Après 1815, les Rothschild ajoutent aux fonctions traditionnelles de la banque (opérations commerciales ou de crédits) une activité plus spécifiquement financière : vente de titres, de valeurs mobilières, etc. Banquiers conservateurs, ils sont les argentiers de la Sainte-Alliance après 1815, ce qui leur vaut leur première élévation sociale importante : en 1816, ils sont anoblis par l’empereur d’Autriche. Banquiers de la Contre-Révolution, ils fournissent de l’argent aux monarques ; à ce titre, ils surclassent bientôt tous les autres banquiers européens.

C’est grâce à leur aide que Metternich* peut mener à bien sa politique.

En 1822, les cinq frères sont nommés barons héréditaires.


Les mutations de la banque au xixe siècle

Après 1830, cependant, les Rothschild sont conduits à s’adapter à un monde en pleine mutation économique : la haute banque doit réduire ses activités traditionnelles et financer désormais le crédit industriel.

À Paris, à partir de 1831, James gère la fortune personnelle de Louis-Philippe. Dès 1835, il est l’un des magnats des chemins de fer : É. Pereire a obtenu sa participation à la construction et à l’exploitation de la ligne Paris-Saint-Germain ; mais c’est la ligne du Nord (1847) qui représente sa plus grande réussite.

Le coup d’État du 2-Décembre consolide les intérêts des compagnies ferroviaires, mais l’année 1852 voit les débuts de l’affrontement entre James de Rothschild et les frères Pereire, Émile (1800-1875) et Isaac (1806-1880), qui, avec Bénédict (1792-1858) et Achille (1800-1867) Fould, créent une banque nouvelle, le Crédit mobilier.

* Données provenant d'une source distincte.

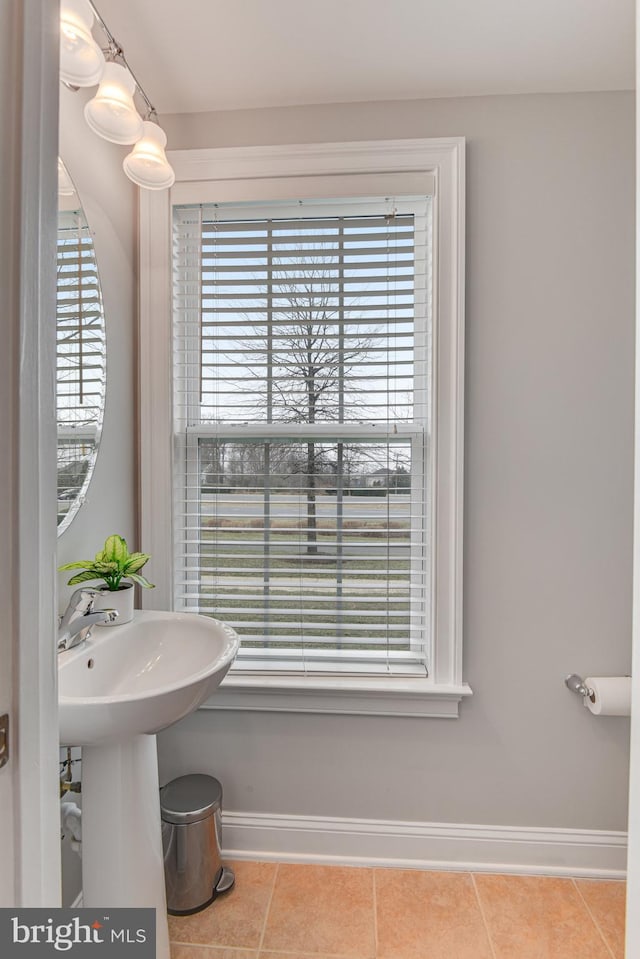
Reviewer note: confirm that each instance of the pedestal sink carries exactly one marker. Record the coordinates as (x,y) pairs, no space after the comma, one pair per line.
(116,690)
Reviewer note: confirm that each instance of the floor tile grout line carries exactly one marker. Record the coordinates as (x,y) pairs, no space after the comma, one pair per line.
(268,909)
(593,918)
(483,916)
(205,945)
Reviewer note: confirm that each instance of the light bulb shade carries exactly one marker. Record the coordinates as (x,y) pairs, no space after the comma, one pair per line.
(112,113)
(147,164)
(81,59)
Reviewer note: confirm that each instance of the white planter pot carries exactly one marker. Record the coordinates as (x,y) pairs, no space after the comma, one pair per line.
(120,599)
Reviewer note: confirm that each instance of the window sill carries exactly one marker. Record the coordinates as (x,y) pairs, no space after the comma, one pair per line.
(351,696)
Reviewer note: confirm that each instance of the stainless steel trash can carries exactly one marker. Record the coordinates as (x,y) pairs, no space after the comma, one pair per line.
(190,808)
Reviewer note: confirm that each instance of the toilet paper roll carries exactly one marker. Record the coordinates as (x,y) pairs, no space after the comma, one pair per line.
(611,695)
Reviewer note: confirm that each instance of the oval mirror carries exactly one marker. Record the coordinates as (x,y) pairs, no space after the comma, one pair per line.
(81,352)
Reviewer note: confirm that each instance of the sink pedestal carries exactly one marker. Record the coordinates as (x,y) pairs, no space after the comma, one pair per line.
(122,861)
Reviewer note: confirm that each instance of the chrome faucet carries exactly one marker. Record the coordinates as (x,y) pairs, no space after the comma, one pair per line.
(78,618)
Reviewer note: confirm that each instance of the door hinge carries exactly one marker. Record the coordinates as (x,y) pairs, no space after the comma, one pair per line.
(4,740)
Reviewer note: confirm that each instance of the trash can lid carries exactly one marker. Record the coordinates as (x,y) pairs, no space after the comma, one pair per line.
(190,798)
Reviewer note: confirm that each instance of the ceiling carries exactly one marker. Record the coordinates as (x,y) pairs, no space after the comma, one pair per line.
(200,55)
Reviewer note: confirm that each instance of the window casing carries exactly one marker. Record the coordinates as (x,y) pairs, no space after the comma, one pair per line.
(272,174)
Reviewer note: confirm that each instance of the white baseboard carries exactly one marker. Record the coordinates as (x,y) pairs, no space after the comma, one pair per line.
(445,846)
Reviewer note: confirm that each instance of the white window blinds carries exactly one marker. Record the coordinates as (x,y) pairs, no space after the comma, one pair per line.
(80,373)
(302,348)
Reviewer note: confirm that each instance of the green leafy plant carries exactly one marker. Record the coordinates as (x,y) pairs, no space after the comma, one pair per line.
(111,564)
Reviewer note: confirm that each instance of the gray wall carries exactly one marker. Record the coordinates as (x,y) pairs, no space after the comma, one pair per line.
(548,498)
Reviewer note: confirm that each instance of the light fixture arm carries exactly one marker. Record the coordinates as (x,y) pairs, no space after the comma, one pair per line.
(115,52)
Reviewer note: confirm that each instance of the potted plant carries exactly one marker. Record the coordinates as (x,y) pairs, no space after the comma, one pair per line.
(119,569)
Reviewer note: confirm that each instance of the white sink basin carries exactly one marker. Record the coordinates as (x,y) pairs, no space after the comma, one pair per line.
(140,677)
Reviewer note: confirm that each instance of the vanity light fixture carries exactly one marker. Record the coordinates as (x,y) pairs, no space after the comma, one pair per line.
(81,59)
(112,112)
(147,164)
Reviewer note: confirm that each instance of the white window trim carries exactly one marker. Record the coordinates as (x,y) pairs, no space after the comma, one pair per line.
(207,175)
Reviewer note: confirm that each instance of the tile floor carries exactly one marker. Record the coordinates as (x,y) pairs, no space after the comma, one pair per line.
(279,911)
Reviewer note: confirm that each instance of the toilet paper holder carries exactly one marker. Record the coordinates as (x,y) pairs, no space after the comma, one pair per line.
(577,685)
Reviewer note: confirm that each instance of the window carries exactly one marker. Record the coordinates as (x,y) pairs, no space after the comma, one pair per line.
(314,467)
(80,362)
(301,350)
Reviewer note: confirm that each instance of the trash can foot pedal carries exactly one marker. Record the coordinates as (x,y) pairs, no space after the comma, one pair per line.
(226,881)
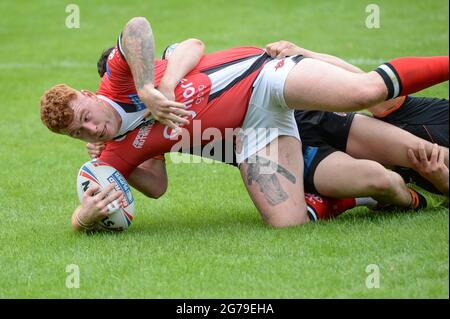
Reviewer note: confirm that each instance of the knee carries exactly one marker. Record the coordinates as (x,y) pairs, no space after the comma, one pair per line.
(286,220)
(381,181)
(365,97)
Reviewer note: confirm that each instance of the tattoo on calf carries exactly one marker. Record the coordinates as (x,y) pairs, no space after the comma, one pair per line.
(263,172)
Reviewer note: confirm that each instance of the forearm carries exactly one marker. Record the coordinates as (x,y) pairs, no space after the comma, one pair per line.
(138,47)
(183,59)
(333,60)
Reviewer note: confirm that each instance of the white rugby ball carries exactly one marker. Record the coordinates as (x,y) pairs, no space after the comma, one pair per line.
(99,173)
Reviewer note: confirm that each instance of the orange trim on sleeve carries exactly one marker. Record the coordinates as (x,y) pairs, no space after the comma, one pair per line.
(159,157)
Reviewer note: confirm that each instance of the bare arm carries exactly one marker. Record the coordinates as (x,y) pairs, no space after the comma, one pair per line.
(150,178)
(138,48)
(284,48)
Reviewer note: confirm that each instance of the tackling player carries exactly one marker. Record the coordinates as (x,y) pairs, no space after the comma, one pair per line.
(224,85)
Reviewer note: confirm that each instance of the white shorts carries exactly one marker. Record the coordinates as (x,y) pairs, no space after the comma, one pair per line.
(268,115)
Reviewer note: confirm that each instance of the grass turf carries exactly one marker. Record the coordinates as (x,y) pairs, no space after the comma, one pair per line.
(204,238)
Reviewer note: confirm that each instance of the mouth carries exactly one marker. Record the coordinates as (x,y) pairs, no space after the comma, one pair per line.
(103,132)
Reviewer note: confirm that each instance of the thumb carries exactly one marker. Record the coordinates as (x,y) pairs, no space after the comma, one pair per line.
(91,190)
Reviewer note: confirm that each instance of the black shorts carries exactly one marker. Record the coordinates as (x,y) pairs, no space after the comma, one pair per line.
(424,117)
(322,133)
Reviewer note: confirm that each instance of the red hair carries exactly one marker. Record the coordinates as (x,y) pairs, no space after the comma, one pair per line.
(56,113)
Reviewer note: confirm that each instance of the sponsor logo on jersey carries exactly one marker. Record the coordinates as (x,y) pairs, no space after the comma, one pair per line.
(279,65)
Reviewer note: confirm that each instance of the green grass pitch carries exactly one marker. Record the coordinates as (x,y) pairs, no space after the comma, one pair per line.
(204,238)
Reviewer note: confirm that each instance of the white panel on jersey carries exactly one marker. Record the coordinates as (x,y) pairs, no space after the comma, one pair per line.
(221,78)
(129,120)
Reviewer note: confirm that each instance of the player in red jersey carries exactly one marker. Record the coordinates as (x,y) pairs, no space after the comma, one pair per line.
(270,89)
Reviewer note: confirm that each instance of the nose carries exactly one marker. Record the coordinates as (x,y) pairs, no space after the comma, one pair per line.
(90,128)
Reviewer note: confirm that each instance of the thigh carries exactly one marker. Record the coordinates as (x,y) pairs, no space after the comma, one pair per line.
(317,85)
(376,140)
(273,178)
(339,175)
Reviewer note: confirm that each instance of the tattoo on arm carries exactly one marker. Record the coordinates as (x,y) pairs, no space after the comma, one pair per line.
(138,47)
(263,172)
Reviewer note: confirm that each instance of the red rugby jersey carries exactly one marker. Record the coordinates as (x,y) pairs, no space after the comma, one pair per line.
(216,93)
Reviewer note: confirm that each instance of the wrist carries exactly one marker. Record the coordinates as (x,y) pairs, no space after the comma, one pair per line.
(167,84)
(82,221)
(145,89)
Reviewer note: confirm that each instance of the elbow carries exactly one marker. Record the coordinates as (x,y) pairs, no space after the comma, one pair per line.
(137,21)
(198,44)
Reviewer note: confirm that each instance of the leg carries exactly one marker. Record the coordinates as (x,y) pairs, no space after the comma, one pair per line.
(273,178)
(359,178)
(317,85)
(388,144)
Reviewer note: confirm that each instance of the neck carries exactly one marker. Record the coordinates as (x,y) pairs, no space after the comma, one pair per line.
(116,116)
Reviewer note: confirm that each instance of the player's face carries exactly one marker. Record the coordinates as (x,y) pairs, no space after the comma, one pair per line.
(94,120)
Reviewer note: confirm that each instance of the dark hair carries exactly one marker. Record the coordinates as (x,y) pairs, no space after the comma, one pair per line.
(101,63)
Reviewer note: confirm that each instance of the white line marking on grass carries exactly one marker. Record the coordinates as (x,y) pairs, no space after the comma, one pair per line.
(365,61)
(84,65)
(48,65)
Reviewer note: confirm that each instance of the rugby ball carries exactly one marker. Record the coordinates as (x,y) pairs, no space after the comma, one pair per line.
(96,172)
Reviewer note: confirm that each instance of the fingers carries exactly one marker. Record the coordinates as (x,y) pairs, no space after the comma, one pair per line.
(434,154)
(441,156)
(422,153)
(91,191)
(412,157)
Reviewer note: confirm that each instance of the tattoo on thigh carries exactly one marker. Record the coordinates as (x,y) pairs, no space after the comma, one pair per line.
(263,172)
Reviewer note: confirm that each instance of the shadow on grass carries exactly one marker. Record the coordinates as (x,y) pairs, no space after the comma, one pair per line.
(221,221)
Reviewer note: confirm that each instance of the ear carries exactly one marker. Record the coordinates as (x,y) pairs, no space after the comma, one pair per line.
(88,93)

Ce sera une lutte sans merci entre la haute banque traditionnelle et un système bancaire moderne, le heurt entre deux conceptions : celle du marchand de capitaux classique et celle d’un organisme soucieux de financer l’expansion économique, en faisant largement appel au crédit public grâce à des méthodes publicitaires auxquelles répugne l’aristocratique haute banque.

Le conflit entre les Pereire et les Rothschild est mené sur plusieurs fronts, boursiers et ferroviaires. Ainsi, le P. L. M., aux mains des Rothschild et de Paulin Talabot (1799-1885), s’unit avec François Bartholoni (1796-1881), du Paris-Orléans (Sud-Ouest), contre le Grand Central du duc de Morny et des Pereire qui les menace.

Ce sont les Pereire qui sortent vaincus de l’affrontement ; en 1867, ils démissionnent de la direction de leur propre banque, le Crédit mobilier.